Eine wichtige Rolle nimmt dabei Benjamin Brunner ein. Er ist Mitglied der Projektgruppe Wisent Thal, welcher auch Nationalrat Stefan Müller-Altermatt (Herbetswil), Christina Stauffer und Darius Weber angehören. Als schweizweit erster Wisent-Ranger wäre der Bio-Landwirt nicht nur für die Kommunikation nach Aussen und für die Betreuung der Tiere zuständig, sondern auch für die Aufnahme allfälliger Schäden im Wald. Diese sollen möglichst vollständig abgegolten werden.

Vertrag noch nicht unterzeichnet

Von Bedeutung ist eine solche Abgeltung insbesondere für die Bürgergemeinde Solothurn als Waldbesitzerin. Das Vertragswerk dafür ist derzeit in Arbeit, wie Bürgergemeindepräsident Sergio Wyniger auf Anfrage erklärt. Dabei gehe es auch um allfällige Ausfälle für den Forstbetrieb. Definitiv sei die Zusage erst nach der Vertragsunterzeichung. Er gehe aber davon aus, dass sich eine Einigung erzielen lasse. Dass die Bürgergemeinde Solothurn ausserhalb des Stadtgebietes Wald besitzt, sei nicht aussergewöhnlich, erklärt Wyniger. «Wir besitzen insgesamt 2100 Hektaren Wald in 16 Gemeinden.»

«Das Gehege befindet sich auf Empfehlung der Gruppe Wisent Schweiz zufällig auf dem Land der Bürgergemeinde Solothurn», sagt Stefan Müller-Altermatt. Wichtig sei, einen Ort für den Start des Pilot-Projektes gefunden zu haben. Nun gelte es, das Thal für dieses Projekt zu gewinnen, das für den Naturpark eine Aufwertung bedeuten könnte.

Geteilte Meinungen

In Zurückhaltung übt sich Bruno Born als Präsident des Verein Region Thal. «Ich weiss nicht, ob das der richtige Ansatz für das Thal ist und wie es von der Bevölkerung aufgenommen wird», so Born. Erfreut reagiert hingegen Stefan Schneider als Präsident der Standortgemeinde Welschenrohr. «Das passt gut zum geplanten Naturpark-Hotel», findet er.

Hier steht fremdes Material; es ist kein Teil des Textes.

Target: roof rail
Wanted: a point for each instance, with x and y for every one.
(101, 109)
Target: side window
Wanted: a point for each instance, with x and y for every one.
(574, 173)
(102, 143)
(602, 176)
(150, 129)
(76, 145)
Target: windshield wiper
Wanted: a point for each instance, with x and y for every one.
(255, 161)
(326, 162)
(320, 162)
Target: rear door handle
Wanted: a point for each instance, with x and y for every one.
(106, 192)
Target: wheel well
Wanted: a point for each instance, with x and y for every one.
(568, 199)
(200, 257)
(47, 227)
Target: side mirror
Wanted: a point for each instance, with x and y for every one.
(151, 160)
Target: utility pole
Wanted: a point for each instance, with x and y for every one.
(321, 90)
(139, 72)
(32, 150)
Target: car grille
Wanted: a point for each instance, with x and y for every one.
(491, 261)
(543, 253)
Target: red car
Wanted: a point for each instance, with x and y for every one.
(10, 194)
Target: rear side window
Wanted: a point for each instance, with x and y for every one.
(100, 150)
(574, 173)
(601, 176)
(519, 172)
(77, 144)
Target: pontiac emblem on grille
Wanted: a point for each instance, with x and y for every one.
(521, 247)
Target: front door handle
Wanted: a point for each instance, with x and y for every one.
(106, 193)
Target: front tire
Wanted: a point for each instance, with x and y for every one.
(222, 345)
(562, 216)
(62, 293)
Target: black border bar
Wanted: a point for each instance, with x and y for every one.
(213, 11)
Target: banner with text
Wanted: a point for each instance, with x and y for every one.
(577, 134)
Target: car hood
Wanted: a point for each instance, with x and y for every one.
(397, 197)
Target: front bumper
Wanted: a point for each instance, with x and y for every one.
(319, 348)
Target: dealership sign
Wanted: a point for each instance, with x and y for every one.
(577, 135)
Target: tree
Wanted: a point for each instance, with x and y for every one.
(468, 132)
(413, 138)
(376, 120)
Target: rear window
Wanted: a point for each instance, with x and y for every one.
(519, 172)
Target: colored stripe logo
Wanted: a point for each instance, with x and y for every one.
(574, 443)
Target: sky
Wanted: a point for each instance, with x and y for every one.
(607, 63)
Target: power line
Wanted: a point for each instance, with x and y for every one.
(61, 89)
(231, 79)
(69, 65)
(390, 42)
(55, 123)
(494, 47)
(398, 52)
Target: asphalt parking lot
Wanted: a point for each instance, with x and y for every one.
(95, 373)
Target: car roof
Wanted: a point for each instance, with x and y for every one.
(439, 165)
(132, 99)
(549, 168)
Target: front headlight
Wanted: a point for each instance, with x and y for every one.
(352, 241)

Darius Weber von der Projektgruppe Wisent Schweiz hofft, dass alle Parteien ins Boot geholt werden können. Er sei überzeugt, dass es im Thal genügend Lebensraum für Wisente gebe und ein Nebeneinander von Tier und Mensch möglich sei. Die Laufzeit des Projekts beträgt zehn Jahre. Danach wird entschieden, ob frei lebende Wisente im Thal leben können und ob sie für die Bevölkerung tragbar sind. Beim geringsten Anzeichen, dass dies nicht möglich ist, könne das Projekt abgebrochen werden, versichert Weber.